Re: How do free electrons behave in heat and electrical conduction in metals

Hello, Ian!

The free electrons have both a kinetic energy and a charge, so when they are
moving through the lattice, they both conduct heat (carry their kinetic 
energy with them) and current (carry their charge with them). This is why a
conductor strapped across a thermal gradient will acquire a voltage along
its length. Electrons at the hot end will move more rapidly toward the cold
end than electrons at the cold end will move toward the hot end, just 
because the hot electrons have more kinetic energy than the cold ones. This
then carries some charge along, and an electric field builds up.

There are two "differences" between thermal conduction and electrical 
conduction that I can think of.  One, the driving force (potential 
difference, or thermal gradient) is different. Two, electrons are
not the only method of heat transfer; one can have lattice vibrations (i.e.
phonons) do this as well.

Perhaps you can recast your approach to this subject to consider the drift
and diffusion currents of the electrons.  The former is written

      j  =  q m n  E                   q is charge
                                       m is the mobility of the electrons
                                         in the lattice
                                       n is the volume density of electrons
                                       E is the electric field value

and the latter is written

      j  =   q (kTm/q) (dn/dx)         T is the temperature
                                       k is Boltzman's constant
                                       (dn/dx) is the gradient of electron
                                         concentration
                                       q, m as above

The quantity (kTm/q) is known at the Diffusivity of the electrons in the
lattice, D. I wrote it this way to show the relationship between diffusivity
and mobility...one is a constant multiple of the other for any given 
temperature, due to the fact that both are related to electrons moving in
the lattice.  You should note that E and n are both functions of position
in the lattice, and m is a function of the temperature.

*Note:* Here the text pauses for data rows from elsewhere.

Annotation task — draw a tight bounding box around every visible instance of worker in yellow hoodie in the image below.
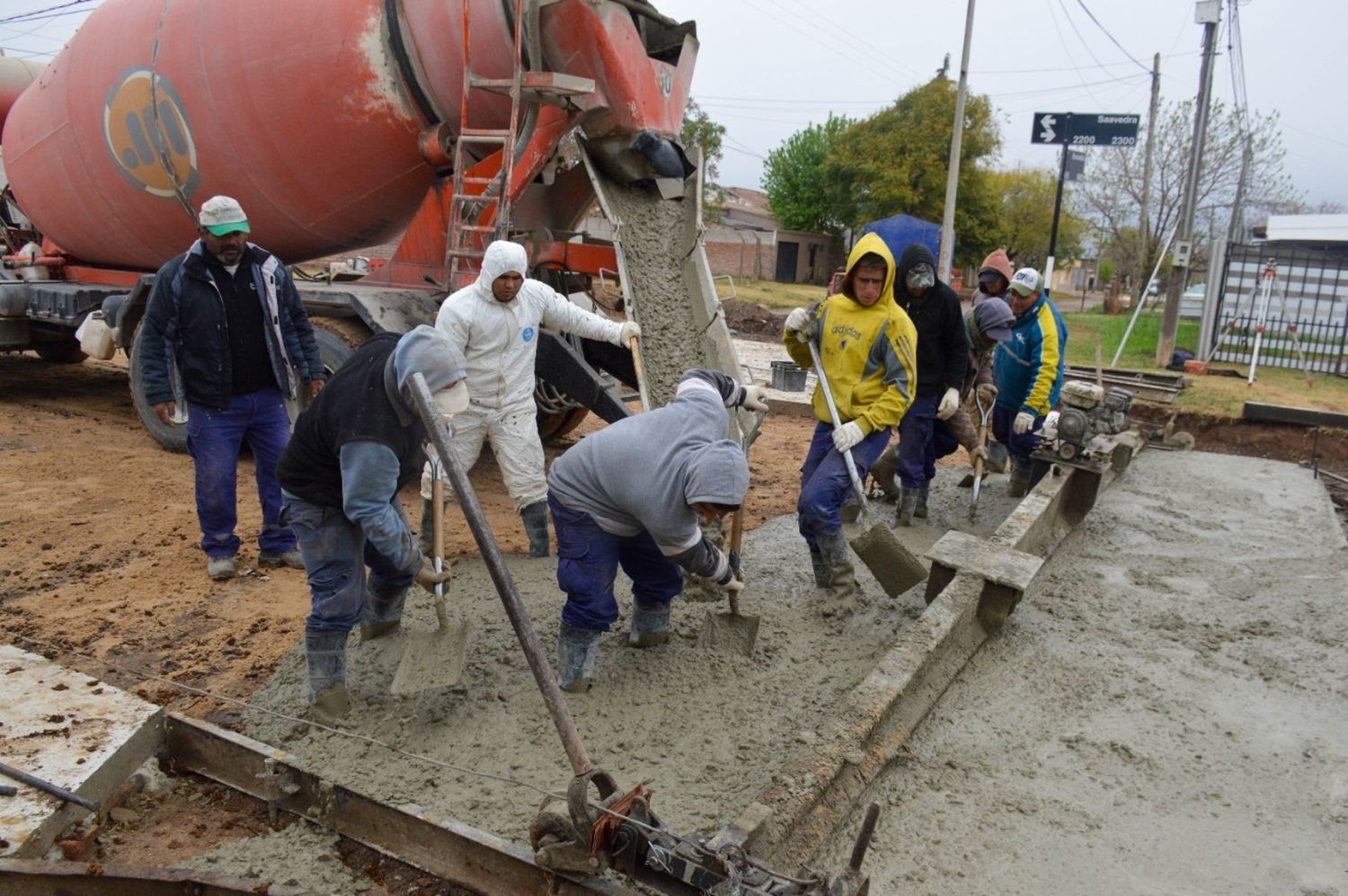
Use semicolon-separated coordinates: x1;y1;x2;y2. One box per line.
784;233;918;612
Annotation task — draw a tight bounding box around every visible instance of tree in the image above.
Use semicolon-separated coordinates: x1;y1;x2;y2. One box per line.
679;97;725;221
824;75;1002;262
763;114;855;235
1078;100;1299;289
989;165;1086;271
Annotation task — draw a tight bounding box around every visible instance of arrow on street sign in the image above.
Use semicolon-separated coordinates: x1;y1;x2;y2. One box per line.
1040;113;1059;143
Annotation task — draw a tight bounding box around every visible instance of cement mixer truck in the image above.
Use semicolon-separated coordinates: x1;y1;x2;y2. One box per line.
0;0;738;448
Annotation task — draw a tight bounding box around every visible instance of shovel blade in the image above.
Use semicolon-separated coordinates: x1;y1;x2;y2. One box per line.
851;523;927;597
697;610;759;656
388;620;468;696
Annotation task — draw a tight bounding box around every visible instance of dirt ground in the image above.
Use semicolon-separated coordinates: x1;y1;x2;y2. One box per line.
0;306;1348;892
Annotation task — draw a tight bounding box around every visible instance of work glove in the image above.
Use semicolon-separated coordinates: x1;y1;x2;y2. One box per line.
936;389;960;421
786;308;811;337
741;386;767;413
417;563;453;594
833;421;865;454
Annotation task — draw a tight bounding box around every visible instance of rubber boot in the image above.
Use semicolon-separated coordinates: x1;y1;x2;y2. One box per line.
417;497;436;556
627;601;670;647
913;483;932;520
360;582;407;643
305;631;350;726
894;488;921;526
811;551;829;588
814;532;862;616
557;623;600;694
1007;457;1034;497
519;501;547;556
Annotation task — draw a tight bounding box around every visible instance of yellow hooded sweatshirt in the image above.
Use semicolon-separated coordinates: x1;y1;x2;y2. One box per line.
784;233;918;435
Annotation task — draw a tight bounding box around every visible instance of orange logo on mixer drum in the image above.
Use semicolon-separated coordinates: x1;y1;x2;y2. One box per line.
102;67;201;198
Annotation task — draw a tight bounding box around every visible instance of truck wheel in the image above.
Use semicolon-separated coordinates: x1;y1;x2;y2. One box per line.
129;319;188;453
32;340;89;364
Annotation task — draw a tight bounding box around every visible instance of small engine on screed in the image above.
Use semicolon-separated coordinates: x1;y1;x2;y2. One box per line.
1045;380;1132;461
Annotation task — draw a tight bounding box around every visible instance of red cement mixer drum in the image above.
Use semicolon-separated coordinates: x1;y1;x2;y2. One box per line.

In general, the drift equation tells how the electrons respond to the 
electric field, and the diffusion equation tells how the electrons respond
to thermal effects (as well as concentration gradients from such things
as charge injection across a junction, etc, but that needn't be considered 
here).  

Try working with these two equations to understand what's going on. I find
it a more natural way to envision what the electrons are doing in response
to applied external influences, be they thermal or electrical.